In the simplest form of training, the training input vectors are presented to the network one at a time, and a forward pass is made. The error between the network’s outputs and the correct (target) outputs is measured. After all training vectors have been presented, the average error at each output unit is calculated, and this signal is back-propagated: the weights (and biases) are thus updated by small amount. This whole procedure is called gradient descent. It is repeated for a number of epochs (i.e., passes through the complete training set), until the average error – summed across all the outputs – stops decreasing (i.e., converges to a stable value).
In practice, the above procedure is very slow. So, the weights are usually updated after processing smaller subsets (called “mini-batches”) of the training set. The training procedure is then called stochastic gradient descent. The term stochastic is used to indicated that the procedure is now approximate because we are measuring the error on only a subset of the training data. It is usual to randomly shuffle all the frames in the training set before dividing it into mini-batches, so that each mini-batch contains a nice variety of input and output values. In general, this form of training is much faster: it takes fewer epochs to converge.
-
March 13, 2016 at 11:26 #2781
There is some variation in the terminology used to refer to the weights that connect one layer to the next. Because the number of weights between two layers is equal to the product of the numbers of units in the two layers, it is natural to think of the weights as being a rectangular matrix: hence “weight matrix”.
However, many authors conceptualise all the trainable parameters of the network (several weight matrices and all the individual biases) as one variable, and they will place them all together into a vector: hence “parameter vector” or “weight vector”. This is a notational convenience, so we can write a single equation for the derivative of the error with respect to the weight vector as a whole.
-
March 13, 2016 at 12:39 #2782
Adding to this topic on basics on NNs…
I don’t understand how people choose the number of hidden layers, the number of units per layer, and the functions to put in them. Is it just a matter of trial and error? For example, in the Zen’s reading a foot note says:
“5 Although the linear activation function is popular in DNN-based regression, our preliminary experiments showed that the DNN with the sigmoid activation function at the output layer consistently outperformed those with the linear one.”

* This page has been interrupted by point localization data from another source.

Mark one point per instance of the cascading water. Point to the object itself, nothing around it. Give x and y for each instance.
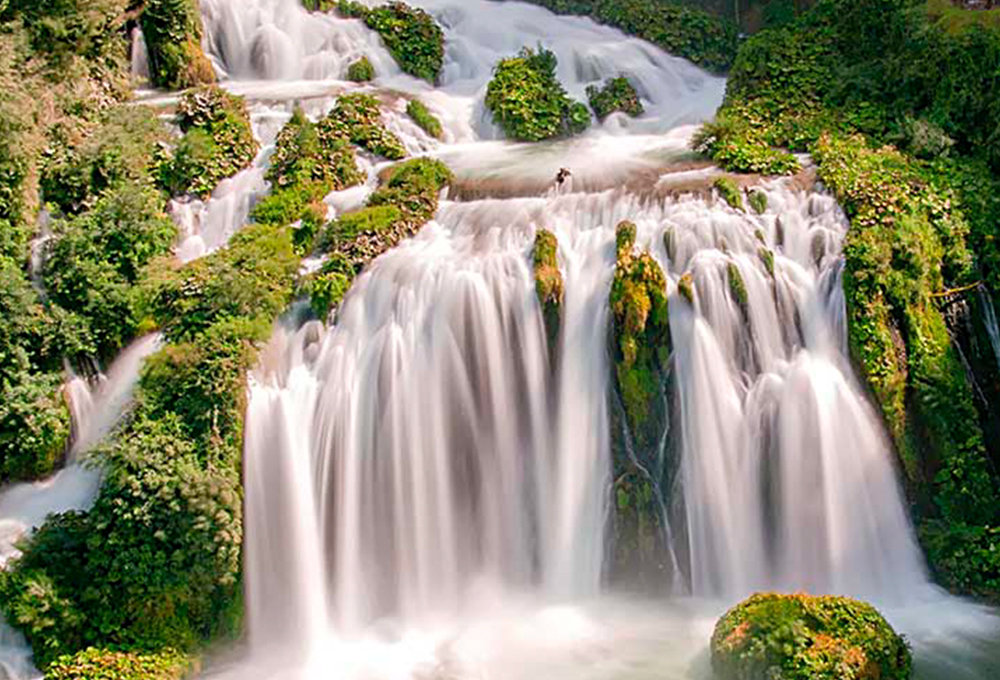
(427, 496)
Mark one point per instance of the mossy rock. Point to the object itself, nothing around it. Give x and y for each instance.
(172, 29)
(529, 103)
(411, 35)
(548, 284)
(104, 664)
(361, 71)
(218, 141)
(729, 192)
(617, 94)
(422, 116)
(802, 637)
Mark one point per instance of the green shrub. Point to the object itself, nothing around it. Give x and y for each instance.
(800, 637)
(422, 116)
(361, 71)
(124, 147)
(356, 118)
(548, 283)
(34, 426)
(172, 29)
(105, 664)
(218, 142)
(97, 256)
(617, 94)
(529, 103)
(412, 36)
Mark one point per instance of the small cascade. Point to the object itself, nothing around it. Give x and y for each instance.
(990, 319)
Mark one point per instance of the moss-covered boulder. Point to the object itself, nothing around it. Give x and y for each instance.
(172, 29)
(218, 141)
(800, 637)
(358, 119)
(617, 94)
(104, 664)
(411, 35)
(548, 284)
(529, 103)
(422, 116)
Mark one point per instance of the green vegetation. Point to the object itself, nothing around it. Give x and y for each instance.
(528, 101)
(548, 284)
(412, 36)
(103, 664)
(361, 71)
(729, 192)
(422, 116)
(172, 29)
(800, 637)
(889, 99)
(617, 94)
(687, 32)
(641, 329)
(309, 162)
(218, 141)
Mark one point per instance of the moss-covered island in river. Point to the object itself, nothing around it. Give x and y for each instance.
(879, 92)
(801, 637)
(529, 103)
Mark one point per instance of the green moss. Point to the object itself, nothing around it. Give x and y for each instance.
(420, 114)
(361, 71)
(729, 192)
(737, 287)
(758, 201)
(548, 284)
(104, 664)
(411, 35)
(218, 142)
(34, 427)
(682, 30)
(172, 29)
(641, 329)
(799, 637)
(528, 102)
(617, 94)
(685, 286)
(357, 119)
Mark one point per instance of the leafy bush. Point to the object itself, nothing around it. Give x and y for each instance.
(96, 257)
(104, 664)
(617, 94)
(529, 103)
(412, 36)
(218, 141)
(799, 637)
(356, 118)
(34, 426)
(172, 29)
(687, 32)
(361, 71)
(422, 116)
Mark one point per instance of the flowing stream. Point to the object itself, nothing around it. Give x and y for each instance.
(428, 492)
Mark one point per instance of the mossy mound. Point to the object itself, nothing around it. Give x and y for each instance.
(361, 71)
(103, 664)
(411, 35)
(641, 328)
(422, 116)
(617, 94)
(357, 119)
(218, 141)
(548, 284)
(172, 29)
(529, 103)
(800, 637)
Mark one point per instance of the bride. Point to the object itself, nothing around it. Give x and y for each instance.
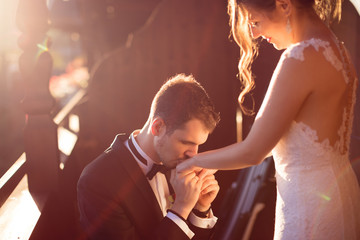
(305, 119)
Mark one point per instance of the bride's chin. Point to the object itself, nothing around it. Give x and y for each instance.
(278, 47)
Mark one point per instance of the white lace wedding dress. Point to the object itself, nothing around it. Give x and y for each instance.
(317, 192)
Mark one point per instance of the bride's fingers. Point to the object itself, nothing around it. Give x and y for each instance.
(185, 167)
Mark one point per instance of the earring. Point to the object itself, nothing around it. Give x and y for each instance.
(288, 26)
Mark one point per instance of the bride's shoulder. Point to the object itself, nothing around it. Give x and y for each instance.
(314, 50)
(312, 47)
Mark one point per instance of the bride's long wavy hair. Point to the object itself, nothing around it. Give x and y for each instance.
(327, 10)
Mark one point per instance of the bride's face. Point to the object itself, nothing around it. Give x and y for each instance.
(271, 26)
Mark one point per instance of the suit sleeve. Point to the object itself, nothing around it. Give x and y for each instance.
(102, 217)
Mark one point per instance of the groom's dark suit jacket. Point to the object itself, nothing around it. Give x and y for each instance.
(116, 201)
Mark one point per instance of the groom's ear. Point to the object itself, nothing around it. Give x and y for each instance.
(158, 127)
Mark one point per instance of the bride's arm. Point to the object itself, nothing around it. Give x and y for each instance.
(288, 89)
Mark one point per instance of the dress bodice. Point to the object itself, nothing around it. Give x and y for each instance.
(318, 195)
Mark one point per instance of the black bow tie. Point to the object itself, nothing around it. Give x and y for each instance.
(155, 168)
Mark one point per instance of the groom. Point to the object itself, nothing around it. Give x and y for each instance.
(124, 193)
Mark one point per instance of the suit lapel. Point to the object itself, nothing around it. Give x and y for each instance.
(149, 211)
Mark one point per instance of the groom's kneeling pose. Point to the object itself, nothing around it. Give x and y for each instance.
(124, 193)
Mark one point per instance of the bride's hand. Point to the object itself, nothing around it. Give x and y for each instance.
(189, 165)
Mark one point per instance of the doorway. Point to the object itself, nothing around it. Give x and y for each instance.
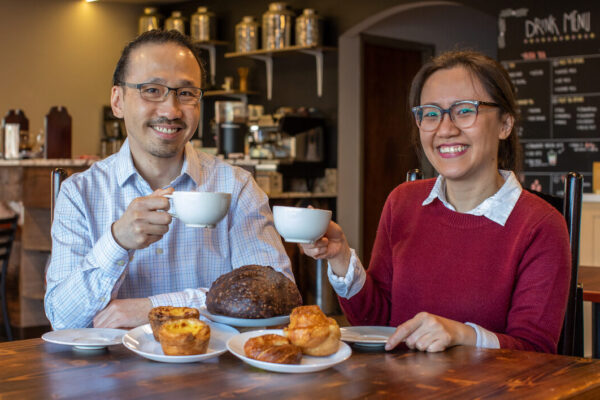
(389, 66)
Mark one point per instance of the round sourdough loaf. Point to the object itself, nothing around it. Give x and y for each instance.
(253, 291)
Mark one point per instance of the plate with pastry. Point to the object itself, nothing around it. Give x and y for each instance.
(270, 350)
(367, 336)
(251, 296)
(86, 338)
(180, 340)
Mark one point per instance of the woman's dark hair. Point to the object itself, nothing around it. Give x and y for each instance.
(497, 84)
(156, 36)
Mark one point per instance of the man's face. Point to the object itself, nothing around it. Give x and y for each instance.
(158, 129)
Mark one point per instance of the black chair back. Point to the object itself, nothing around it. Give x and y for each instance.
(8, 227)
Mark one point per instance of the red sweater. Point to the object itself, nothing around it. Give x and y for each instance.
(512, 280)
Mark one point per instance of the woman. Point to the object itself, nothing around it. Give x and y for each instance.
(468, 258)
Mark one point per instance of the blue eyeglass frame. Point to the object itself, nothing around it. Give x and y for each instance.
(476, 103)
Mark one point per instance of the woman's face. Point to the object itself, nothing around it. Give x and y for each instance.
(469, 154)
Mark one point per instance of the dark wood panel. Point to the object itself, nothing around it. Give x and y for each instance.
(388, 152)
(33, 369)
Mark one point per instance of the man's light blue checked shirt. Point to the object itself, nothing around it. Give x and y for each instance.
(88, 268)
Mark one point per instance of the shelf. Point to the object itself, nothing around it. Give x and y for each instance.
(210, 46)
(267, 57)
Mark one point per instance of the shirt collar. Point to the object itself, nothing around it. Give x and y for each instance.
(496, 208)
(125, 168)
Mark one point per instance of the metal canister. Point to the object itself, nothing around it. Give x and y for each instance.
(246, 35)
(277, 26)
(175, 21)
(148, 21)
(309, 31)
(203, 25)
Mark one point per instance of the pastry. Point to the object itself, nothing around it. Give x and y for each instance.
(273, 348)
(184, 337)
(313, 331)
(252, 291)
(160, 315)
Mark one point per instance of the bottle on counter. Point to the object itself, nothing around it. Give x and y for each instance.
(23, 121)
(203, 25)
(148, 21)
(246, 35)
(176, 22)
(12, 137)
(277, 26)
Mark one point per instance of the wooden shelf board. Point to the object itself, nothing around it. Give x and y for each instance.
(274, 52)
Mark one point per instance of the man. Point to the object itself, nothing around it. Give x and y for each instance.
(116, 252)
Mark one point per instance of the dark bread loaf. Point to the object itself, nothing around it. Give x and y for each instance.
(252, 291)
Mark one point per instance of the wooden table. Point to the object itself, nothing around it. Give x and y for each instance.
(590, 280)
(33, 369)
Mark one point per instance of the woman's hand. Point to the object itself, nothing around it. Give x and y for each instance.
(332, 247)
(432, 333)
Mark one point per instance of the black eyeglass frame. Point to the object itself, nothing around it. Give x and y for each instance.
(476, 103)
(139, 86)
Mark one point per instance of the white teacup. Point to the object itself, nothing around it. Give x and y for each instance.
(199, 209)
(301, 225)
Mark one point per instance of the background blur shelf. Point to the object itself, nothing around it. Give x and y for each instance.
(267, 57)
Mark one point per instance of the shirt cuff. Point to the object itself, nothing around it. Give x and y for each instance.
(109, 256)
(485, 339)
(354, 280)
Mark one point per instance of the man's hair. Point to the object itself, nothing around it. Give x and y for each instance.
(156, 37)
(496, 82)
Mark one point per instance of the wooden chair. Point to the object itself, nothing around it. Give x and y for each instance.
(57, 178)
(571, 338)
(8, 227)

Is there any intuition to choose your functions based on how you think the net should transform your input to get to the desire output? (specifically here for speech synthesis) Or do you try different combinations and after we get the best result we try to understand why that architecture was better?
-
March 13, 2016 at 13:23 #2785
Choices about sizes and numbers of hidden layers are generally made empirically, to minimise the error on a development set. In the quote you give above, that is what Zen is saying: he tried different options and chose that one that worked the best.
It is computationally expensive to explore all possible architectures, so in practice these things are roughly optimised and then left fixed (e.g., 5 hidden layers of 1024 units each).
The transformation from input linguistic features to output vocoder features is highly non-linear. The only essential requirement in a neural network is that the units in the hidden layers have non-linear activation functions (if all activations were linear, the network would be a linear function regardless of the number of layers: it would be a sequence of matrix multiplies and additions of biases).
-
-
AuthorPosts
- You must be logged in to reply to this topic.